In the past few weeks, EU foreign ministers have triggered a review of Israel’s association agreement with the bloc, Britain has halted trade talks, Norway’s sovereign wealth fund blacklisted an Israeli company for facilitating energy deliveries to West Bank settlements, and the leaders of France, the UK and Canada threatened to put sanctions on the country. Even Germany, Israel’s most stalwart backer in Europe, is criticising the country’s conduct.

Too little too late, some will say. And they will point to how fast the west imposed sanctions on Russia, in meaningful and unprecedented ways, after Vladimir Putin’s full-scale invasion of Ukraine, and put the difference down to hypocrisy. No doubt the west has treated Russia and Israel differently, and hypocrisy is part of it. But an analogy to the war in Ukraine is also misguided. Russia never faced a campaign against its very existence, nor a heinous attack by Ukraine the way Israel did at the hands of Hamas.

But this simple comparison misses the point. It is possible — indeed sensible — to think Israel is entitled to wage war against Hamas in Gaza, while insisting that it may only do so in lawful ways and concluding that these lawful limits have long since been transgressed.

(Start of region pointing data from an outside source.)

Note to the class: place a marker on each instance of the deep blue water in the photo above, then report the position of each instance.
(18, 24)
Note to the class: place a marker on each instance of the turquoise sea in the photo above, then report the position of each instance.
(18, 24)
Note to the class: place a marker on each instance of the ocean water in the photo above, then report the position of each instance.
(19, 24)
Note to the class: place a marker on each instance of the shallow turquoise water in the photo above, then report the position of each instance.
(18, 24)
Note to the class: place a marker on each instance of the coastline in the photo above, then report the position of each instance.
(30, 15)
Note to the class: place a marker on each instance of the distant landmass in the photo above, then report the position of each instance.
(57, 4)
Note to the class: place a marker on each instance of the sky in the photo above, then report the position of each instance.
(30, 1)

Indeed, the UN has found overwhelming evidence of Israeli war crimes and crimes against humanity in Gaza and in connection with the increasingly brutal occupation of the West Bank.

There is no need, in other words, to deem the two wars in any way equivalent to judge that sanctions may be justified in both. And that is why it is time for Europe to clarify specifically how it might place sanctions on Israel, and to develop its ad hoc sanctions decisions into a systematic policy framework for how to use this geoeconomic tool generally.

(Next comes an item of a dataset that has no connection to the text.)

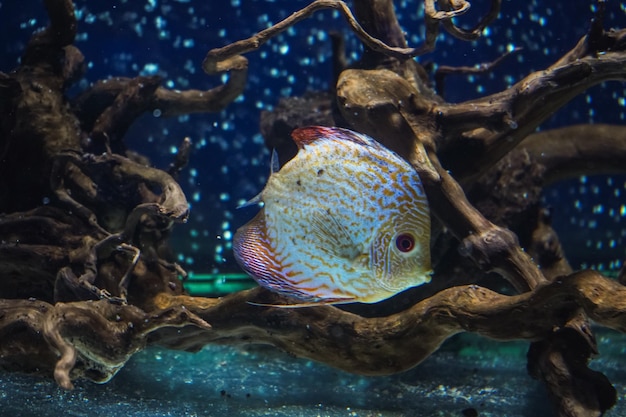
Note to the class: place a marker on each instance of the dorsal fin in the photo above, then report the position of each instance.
(306, 135)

On the specifics, it is obvious that if European countries opt for sanctions, they will have to do so without the US. So the time is right to map out the areas where sanctions on Israel by Europe alone (or with any other willing allies) would have the most impact.

Banking and financial sanctions are mostly likely to be ineffective, as the US can easily duplicate any payment and funding channels. There is one exception: immobilising foreign exchange reserves, as the west has done with Russia, would impose an economic cost.

The Bank of Israel invests about a quarter of its relatively large stock of reserves in Europe, which a freeze would make unavailable for their financial stabilisation function and could in time be put towards any compensation due to Palestinians.

The hardest-hitting sanctions would probably be on trade and travel. Israel sources nearly half of its goods imports from Europe and sends more than a third of its exports to the continent, according to its statistics bureau. A significant share of the imports consists of fuels, a trade Europe has outsize influence over due to its dominance of shipping-related services. At least a quarter of Israel’s large services trade is also with European markets. Restrictions on business services and tourism would be highly disruptive.

Preparing for sanctions is important beyond the immediate moral and political imperative of reacting to violations of international law. The EU, in particular, needs to upgrade sanctions decision-making. Its strong measures against Russia have happened despite political squabbles and claims of legal uncertainty.

These shortcomings, even though they have been repeatedly overcome against Moscow, will continue to hamper the union’s ability to project diplomatic power. The EU needs to clarify and systematise which behaviours will trigger which reactions, and ideally remove decisions regarding sanctions from the current unanimity requirement, which undermines its foreign policy leverage.

Preparations are also needed to counter any US sabotage, which is already under way with Washington’s debilitating moves against the International Criminal Court.

By showing it is ready to act against Israel if it so chooses, the EU would show it is ready to act against grave breaches of international law by anyone. Legal consistency would make threats of sanctions more credible; incentives to respect European red lines would strengthen them and signal consequences for crossing them.

It was a US president who advised speaking softly and carrying a big stick. Today, it is the EU that can make most of his advice.